The shareholders’ agreement defines how NIS would be managed in the future, as well as the structure and decision-making processes of its governing bodies, and its strategic objectives.
The Serbian Ministry of Mining and Energy has said the agreement with MOL Group was signed by Minister Dubravka Đedović Handanović.
The agreement, previously adopted by the Government of Serbia, will enable MOL Group, if it becomes the majority owner, to continue NIS’ development, ensure supply to the Serbian market, and maintain operations at the Pančevo oil refinery, according to the ministry’s statement.

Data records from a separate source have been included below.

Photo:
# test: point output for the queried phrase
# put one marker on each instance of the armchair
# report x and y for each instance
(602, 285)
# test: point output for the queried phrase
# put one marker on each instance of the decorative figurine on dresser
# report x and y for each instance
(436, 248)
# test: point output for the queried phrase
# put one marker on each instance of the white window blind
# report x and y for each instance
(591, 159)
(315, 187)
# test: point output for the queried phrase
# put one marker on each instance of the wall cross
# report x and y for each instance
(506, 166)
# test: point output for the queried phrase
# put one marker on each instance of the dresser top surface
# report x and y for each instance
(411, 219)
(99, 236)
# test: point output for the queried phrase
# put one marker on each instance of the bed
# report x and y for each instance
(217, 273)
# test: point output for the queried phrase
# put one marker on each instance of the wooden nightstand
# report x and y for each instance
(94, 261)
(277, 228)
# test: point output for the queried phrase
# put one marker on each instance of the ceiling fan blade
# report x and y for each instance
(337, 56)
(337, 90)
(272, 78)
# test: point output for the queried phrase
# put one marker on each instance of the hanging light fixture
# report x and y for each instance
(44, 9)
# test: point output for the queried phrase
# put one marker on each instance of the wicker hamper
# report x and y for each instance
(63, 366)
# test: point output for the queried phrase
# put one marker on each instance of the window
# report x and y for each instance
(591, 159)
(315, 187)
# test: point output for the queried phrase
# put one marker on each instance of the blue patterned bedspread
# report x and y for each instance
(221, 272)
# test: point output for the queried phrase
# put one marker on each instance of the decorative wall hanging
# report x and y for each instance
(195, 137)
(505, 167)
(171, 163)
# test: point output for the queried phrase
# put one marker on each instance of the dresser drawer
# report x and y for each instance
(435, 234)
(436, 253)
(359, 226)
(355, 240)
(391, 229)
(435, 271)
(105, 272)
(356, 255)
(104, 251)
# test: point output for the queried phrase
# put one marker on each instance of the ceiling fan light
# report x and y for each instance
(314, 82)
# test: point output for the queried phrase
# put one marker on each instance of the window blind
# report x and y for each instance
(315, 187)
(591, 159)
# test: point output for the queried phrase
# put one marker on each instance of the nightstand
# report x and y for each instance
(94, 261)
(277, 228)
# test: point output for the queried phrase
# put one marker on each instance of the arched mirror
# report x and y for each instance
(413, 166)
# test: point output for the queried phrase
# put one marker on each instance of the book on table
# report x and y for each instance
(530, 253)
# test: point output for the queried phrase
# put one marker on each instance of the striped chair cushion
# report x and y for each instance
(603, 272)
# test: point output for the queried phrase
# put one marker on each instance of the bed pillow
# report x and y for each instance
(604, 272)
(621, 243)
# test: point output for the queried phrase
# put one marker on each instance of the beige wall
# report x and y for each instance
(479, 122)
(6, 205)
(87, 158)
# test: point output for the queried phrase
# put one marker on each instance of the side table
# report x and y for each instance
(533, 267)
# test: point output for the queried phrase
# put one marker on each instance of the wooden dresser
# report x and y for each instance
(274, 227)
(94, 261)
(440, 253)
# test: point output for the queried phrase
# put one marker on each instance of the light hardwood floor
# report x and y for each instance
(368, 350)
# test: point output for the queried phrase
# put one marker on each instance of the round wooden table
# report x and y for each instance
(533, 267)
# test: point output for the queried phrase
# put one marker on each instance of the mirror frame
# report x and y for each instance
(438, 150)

NIS’ refinery would operate for at least ten years at the same capacity as before the US sanctions
In addition to signing an acquisition agreement, the transaction requires further regulatory approvals. MOL Group is continuing negotiations with Gazprom Neft regarding the acquisition of its 56.15% stake in NIS.
“This agreement will enter into force only if MOL Group and Gazprom Neft agree on the sale and purchase contract, and if it is approved by the US Office of Foreign Assets Control (OFAC),” said Đedović Handanović.
Under the agreement, Serbia would buy an additional 5% stake in NIS, and the refinery would operate for at least ten years at the same capacity as in the four years before the introduction of US sanctions, according to her.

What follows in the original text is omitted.